10 ways big data changes everything

Can gigabytes predict the next Lady Gaga?

By Stacey Higginbotham
Want to know how playing on Jimmy Kimmel Live will boost the sales of an artist’s album? Or how about figuring out where fans go to find artists after they hit the evening news? What about the effect Whitney Houston’s death had on her YouTube and Vevo plays? They shot up 4,525 percent, by the way.
If you want to know this and other music industry data gleaned from the Internet, then you want to turn to Next Big Sound, which exists to find the connection between social activity and music sales.
The service, which recently raised $6.5 million, began two years ago because its founders thought the influx of data — from social networks like MySpace and Twitter, online music services such as Rdio, and sales sites — might help them understand how someone transitions from being a member of a band to being a full-fledged rock star.
The site pulls in 5–10 GB per day with peaks of about 100 GB per day on the heaviest days from the usual suspects such as Facebook, Last.fm, Rdio, iTunes and more. Some of this data is structured and accessed via an API — such as data from the music services and sales sites — and thus is easy to deal with. Other data, like that gleaned from blogs, Facebook pages or Twitter, is based on scraping the pages and sites and needs some formatting before the data geeks at Next Big Sound can make sense of it.

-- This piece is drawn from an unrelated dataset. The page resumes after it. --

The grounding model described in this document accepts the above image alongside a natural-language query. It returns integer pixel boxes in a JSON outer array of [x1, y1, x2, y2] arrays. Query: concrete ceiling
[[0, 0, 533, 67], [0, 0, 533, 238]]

Next Big Sound uses Cassandra for larger, time-oriented data sets; MongoDB for medium-sized, semi-structured data sets; MySQL for small, well-structured data; and Apache Hadoop + Pig for offline analytics. Alex White, the CEO and founder of Next Big Sound, didn’t go into more tech specifics, but he did get excited about the new sources of data and how they can change the industry. “We want to unlock the black box of how an artist becomes a star,” White said. “We want to reverse engineer the Billboard charts and understand the key actions and moments that can turn a garage band into superstars.”

Beat of big data

The music industry is ripe for a data infusion. Major labels have their own Hadoop clusters and attempt to track how their artists perform on fan pages and, of course, produce record sales. The process of tracking music sales was done for decades by managers calling up record stores, but in 1991 Nielsen SoundScan entered the scene with accurate CD sales information. Billboard, the industry’s trade magazine, realized that accuracy was the way to go and used the SoundScan data in its charts. The next time Billboard added charts, it was from Next Big Sound.
“Billboard realized it was missing the ways that people were listening to music now,” said White. The music industry had to understand how the explosion of social media affected its core metrics — sales of songs and albums — and nothing was out there. That’s where Next Big Sound comes into play, but fundamentally its goal is larger: It is to learn via scads of data how to make a star.

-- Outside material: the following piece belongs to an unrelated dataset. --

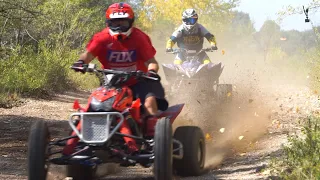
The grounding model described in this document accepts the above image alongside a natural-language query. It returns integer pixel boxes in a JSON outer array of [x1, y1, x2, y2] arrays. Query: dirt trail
[[0, 48, 319, 180], [0, 81, 319, 179], [0, 86, 318, 180]]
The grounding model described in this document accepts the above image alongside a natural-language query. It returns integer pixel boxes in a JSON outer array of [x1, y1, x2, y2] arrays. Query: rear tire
[[28, 121, 50, 180], [173, 126, 206, 176], [154, 117, 172, 180]]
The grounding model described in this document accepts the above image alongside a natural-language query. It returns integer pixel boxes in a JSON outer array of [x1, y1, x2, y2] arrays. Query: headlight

Next Big Sound has two undisclosed major record labels as customers so far, and it generates two charts for the Billboard Social 50 and the Next Big Sound’s Up and Coming Artist list for Billboard. Last year it also published ”The state of online music in 2011,” an infographic and report chock-full of stats, including that almost 65 billion songs were played across the sites that Next Big Sound tracked in 2011 and that video plays on YouTube peak on Thursday. Also Lady Gaga is big. Everywhere.

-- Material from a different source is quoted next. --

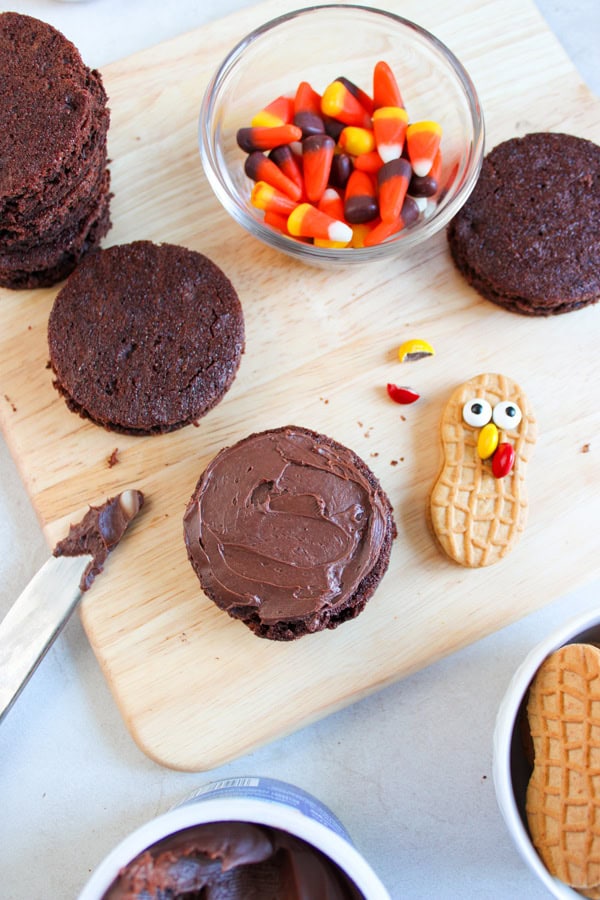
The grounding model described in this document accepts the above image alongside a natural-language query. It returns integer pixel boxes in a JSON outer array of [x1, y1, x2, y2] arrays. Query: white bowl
[[493, 612, 600, 900], [79, 776, 390, 900]]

But the big money isn’t in trivia; it’s in the insights. And Next Big Sound delivers value above and beyond the record label’s own data-tracking efforts by looking across the entire music industry spectrum to help music professionals allocate their resources around a particular artist. For example, if a manager notices a singer that shares many of the same characteristics as one of her own clients, she might investigate how having a YouTube page has affected that artist. This way the manager can spend her promotional dollars and time more efficiently.
Labels can also run an artist’s songs on YouTube to see which one the label should promote for radio. Tracking YouTube plays or comments made there and on music-focused networks might indicate if the label has a potential hit on its hands. White’s hope is to help provide that comparison.
What Next Big Sound can’t do yet is provide context, however. For example, White says he can show an executive that Chris Brown has 20,000 new likes on Facebook, which might seem good until you realize that is flat compared to all the other Grammy-affiliated artists in the week heading into the awards. But for now, he can’t say why that is. White points out his job isn’t to assess popularity exactly but to say what that popularity means for the record industry.
“We don’t speculate why fans aren’t liking Chris Brown. We want to know what the business impact is. If they aren’t liking, are they still buying?” asks White. That’s what the record industry wants to know, and that’s what the data shows it. For White, this isn’t a social experiment but a hunt for actions that an artist or label can take to produce someone who can sell albums and fill concert halls. For insights into the hows and whys we are drawn to a particular artist, the data and Next Big Sound will stay silent.